# Gaston Co,NC-4yBrandy-Momma-TIME UP 4:00 today



## Myamom (Oct 10, 2005)

FYI,

Nice GSD is out of time and SOL in Gaston -- gassing facility.

Call Lisa at the shelter 704-922-8677 option 4 or do an urgent email at [email protected] to obtain more time for her. or contact Sarah at  704-900-3913 or [email protected]
Keep in mind time as expired for this dog.
Thanks,
Peter
Peter MacQueen III, President 
The Humane Society of Eastern NC 
Southport, NC 28461
910-477-0368



*URGENT PLEA FOR INNOCENCE. Beautiful White Shepherd needs a Rescue to save her. *

*Permission to Cross Post to GS and Mix Breed Rescues & Sponsors ASAP*​ 
*3448* Shep F 4-6 y _Brandy is Momma of pups 3451 & 52 
 



Please forward this info on the *sweet white German Shepherd that was Owner surrender*. She is @ 5-6 years old and they are only holding her until 4 PM today. Sadly her two pups and the father of them were PTS early this AM.

If I can get a commitment on her, I can help you with finding fosters or boarding until a transport is arranged. 
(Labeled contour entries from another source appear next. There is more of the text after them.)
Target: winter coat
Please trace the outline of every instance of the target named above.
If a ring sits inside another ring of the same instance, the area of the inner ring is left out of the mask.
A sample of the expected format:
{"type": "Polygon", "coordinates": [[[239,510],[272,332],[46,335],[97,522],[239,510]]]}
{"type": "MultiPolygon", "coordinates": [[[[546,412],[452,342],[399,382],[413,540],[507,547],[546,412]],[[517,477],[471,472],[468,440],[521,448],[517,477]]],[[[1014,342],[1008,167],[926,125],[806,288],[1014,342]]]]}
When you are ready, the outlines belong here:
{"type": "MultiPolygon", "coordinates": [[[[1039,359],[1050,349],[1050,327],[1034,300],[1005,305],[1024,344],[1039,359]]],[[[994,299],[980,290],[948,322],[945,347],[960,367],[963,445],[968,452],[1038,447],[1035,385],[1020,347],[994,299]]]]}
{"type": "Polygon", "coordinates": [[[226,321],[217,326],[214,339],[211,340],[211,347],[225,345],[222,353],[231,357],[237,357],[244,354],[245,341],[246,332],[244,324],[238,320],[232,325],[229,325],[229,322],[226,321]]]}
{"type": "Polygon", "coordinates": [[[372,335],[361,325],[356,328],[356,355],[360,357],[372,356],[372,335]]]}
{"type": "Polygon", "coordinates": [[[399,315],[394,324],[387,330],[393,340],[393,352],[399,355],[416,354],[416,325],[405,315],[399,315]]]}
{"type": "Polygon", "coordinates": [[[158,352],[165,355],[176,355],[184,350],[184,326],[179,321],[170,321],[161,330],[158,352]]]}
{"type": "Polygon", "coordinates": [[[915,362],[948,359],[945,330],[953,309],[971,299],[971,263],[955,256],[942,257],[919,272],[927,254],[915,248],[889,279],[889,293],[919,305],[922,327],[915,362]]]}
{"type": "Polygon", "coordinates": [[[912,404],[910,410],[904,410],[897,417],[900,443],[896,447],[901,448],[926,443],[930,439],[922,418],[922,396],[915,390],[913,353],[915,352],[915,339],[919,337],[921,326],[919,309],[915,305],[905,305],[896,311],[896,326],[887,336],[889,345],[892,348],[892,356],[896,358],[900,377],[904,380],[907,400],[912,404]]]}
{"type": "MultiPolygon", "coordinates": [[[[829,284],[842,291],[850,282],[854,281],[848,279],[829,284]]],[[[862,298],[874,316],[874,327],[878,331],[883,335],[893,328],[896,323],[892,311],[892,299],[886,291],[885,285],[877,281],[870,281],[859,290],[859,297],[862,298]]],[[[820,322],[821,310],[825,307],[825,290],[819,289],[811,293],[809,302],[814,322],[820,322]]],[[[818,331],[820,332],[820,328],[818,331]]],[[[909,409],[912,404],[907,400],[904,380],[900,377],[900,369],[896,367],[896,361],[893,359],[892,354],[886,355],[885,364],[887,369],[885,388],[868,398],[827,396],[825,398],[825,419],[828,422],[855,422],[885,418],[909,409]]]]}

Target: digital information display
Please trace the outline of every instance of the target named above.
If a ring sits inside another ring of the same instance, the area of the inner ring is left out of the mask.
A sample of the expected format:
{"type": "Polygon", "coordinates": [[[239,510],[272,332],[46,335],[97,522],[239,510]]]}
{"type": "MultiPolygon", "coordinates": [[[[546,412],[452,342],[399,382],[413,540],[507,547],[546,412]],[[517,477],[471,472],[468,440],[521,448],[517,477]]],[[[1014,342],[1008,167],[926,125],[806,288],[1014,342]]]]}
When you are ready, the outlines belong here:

If rescue can step up, and more time is needed to distribute info & arrange boarding, please try calling Lisa at the shelter 704-922-8677 opt 4 or do an urgent email at [email protected] to obtain more time for her.


Petfully,
Sarah
704-900-3913
[email protected]


----------



## Myamom (Oct 10, 2005)

HIGH KILL GASSING SHSELTER

her babies and the daddy are already dead


----------



## Anja1Blue (Feb 27, 2008)

Tears for the ones already gone, and for the sweet Momma which, without rescue, will soon be joining them. RIP guys, so sorry.
______________________________________
Susan

Anja SchH3 GSD
Conor GSD
Blue BH WH T1 GSD - waiting at the Bridge


----------



## Anja1Blue (Feb 27, 2008)

Was there any angel for Brandy?
___________________________________
Susan

Anja SchH3 GSD
Conor GSD
Blue BH WH T1 GSD - waiting at the Bridge


----------